BB posts record in dollar purchase spree
AKM Zamir UddinBangladesh Bank purchased a record $2.549 billion from the market between July 1 and January 23 of financial year 2012-13 with a view to curbing the depreciation of greenback against the local currency taka, said central bank officials.
According to the BB record, the central bank bought the highest amount of dollar in the first six months and 23 days of this financial year since FY 2004-2005.
It is not possible to collect the data before FY 2004-05 as the information is not available in the BB record book.
BB officials and economist said that the purchase of US dollar by the
central bank would not bring positive impact on the macro-economic situation of the country as the greenback was not being invested in the productive sector.
A BB official told New Age on Wednesday that the central bank had purchased $60 million on the day and $54 million on Tuesday.
The BB bought $496 million in January, $338 million in December
and $731 million in October of this financial year, he said.
The BB data showed that the central bank had purchased $157 million in FY 2011-12, $316.50 million in FY 2010-11 and $2,161 million in FY 2009-10.
The official said that the BB had taken the initiative to maintain an equilibrium standard rate between the dollar and the taka so that the expatriate Bangladeshis encouraged remitting more greenbacks to their relatives.
The BB data, however, showed that the greenback continued to deprecate against the taka frequently failing the central bank’s effort.
The dollar was quoted at Tk 79.38 to Tk 79.42 in the inter-bank forex market on Wednesday against Tk 79.41 to Tk 79.42 of the previous day and it was quoted Tk 79.75 to Tk 79.80 on January 1, 2013.
The BB also took the measure to purchase dollar in a bid to curb the inflationary pressure by mopping up the dollar from the market and it is providing treasury bonds and treasury bills to the scheduled banks against the dollars’ worth instead of cash liquidity, said the BB official.

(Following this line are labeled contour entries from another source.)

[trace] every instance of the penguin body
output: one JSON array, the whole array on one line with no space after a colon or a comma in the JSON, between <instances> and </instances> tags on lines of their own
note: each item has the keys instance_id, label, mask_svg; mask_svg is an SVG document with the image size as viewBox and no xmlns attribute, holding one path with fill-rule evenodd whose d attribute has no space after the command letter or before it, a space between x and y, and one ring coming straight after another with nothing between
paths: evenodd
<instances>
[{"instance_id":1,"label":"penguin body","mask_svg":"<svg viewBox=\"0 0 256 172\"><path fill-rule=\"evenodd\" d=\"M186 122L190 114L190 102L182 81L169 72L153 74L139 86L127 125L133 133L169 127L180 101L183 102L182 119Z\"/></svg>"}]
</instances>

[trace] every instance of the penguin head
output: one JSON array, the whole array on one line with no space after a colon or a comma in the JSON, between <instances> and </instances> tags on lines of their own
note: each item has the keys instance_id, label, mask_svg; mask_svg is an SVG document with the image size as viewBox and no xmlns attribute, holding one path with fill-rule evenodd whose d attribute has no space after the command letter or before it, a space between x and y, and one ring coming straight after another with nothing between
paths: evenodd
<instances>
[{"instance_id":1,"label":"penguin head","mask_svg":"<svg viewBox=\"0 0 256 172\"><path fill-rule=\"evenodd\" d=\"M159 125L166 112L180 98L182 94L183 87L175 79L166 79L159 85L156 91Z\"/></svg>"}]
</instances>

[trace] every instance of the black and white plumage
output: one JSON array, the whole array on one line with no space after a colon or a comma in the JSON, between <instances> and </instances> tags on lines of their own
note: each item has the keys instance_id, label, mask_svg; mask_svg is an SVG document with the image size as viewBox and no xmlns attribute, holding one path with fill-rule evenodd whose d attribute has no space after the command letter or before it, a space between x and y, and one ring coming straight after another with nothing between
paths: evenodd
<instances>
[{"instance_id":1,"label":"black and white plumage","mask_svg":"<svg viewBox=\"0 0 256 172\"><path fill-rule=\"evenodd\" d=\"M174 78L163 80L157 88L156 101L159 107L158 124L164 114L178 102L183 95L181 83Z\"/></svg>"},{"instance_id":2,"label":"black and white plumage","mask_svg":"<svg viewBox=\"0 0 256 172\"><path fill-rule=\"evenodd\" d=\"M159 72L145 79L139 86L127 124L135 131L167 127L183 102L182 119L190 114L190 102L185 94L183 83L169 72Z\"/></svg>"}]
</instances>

He said that the foreign exchange reserve might again cross $13-billion mark at the end of this month due to a continued trend of higher remittance inflow growth and lower import.
The country received $805.37 million as remittance between January 1 and January 18, the BB data showed.
Under the circumstances, the foreign exchange reserve stood at $12.793 billion on Wednesday from $12.767 billion on Tuesday.
Another BB official said the import growth had tumbled significantly in the first five months of FY 2012-13 with a negative growth of capital machinery and industrial raw materials.
The settlement of letters of credit or import payment for capital machinery in July-November posted a negative growth of 28.02 per cent and industrial raw materials a negative 6.31 per cent compared with that of 82.90 per cent and 56.07 per cent growth in July-November in the FY 2011-2012, the BB data showed.
Bangladesh Institute of Development Studies research director Zaid Bakht told New Age that the government should take steps to develop the investment scenario of the country so that the excess dollar could be invested in the productive sector.
‘The current political turmoil and the power shortage continued to hamper the investment sector’, he said.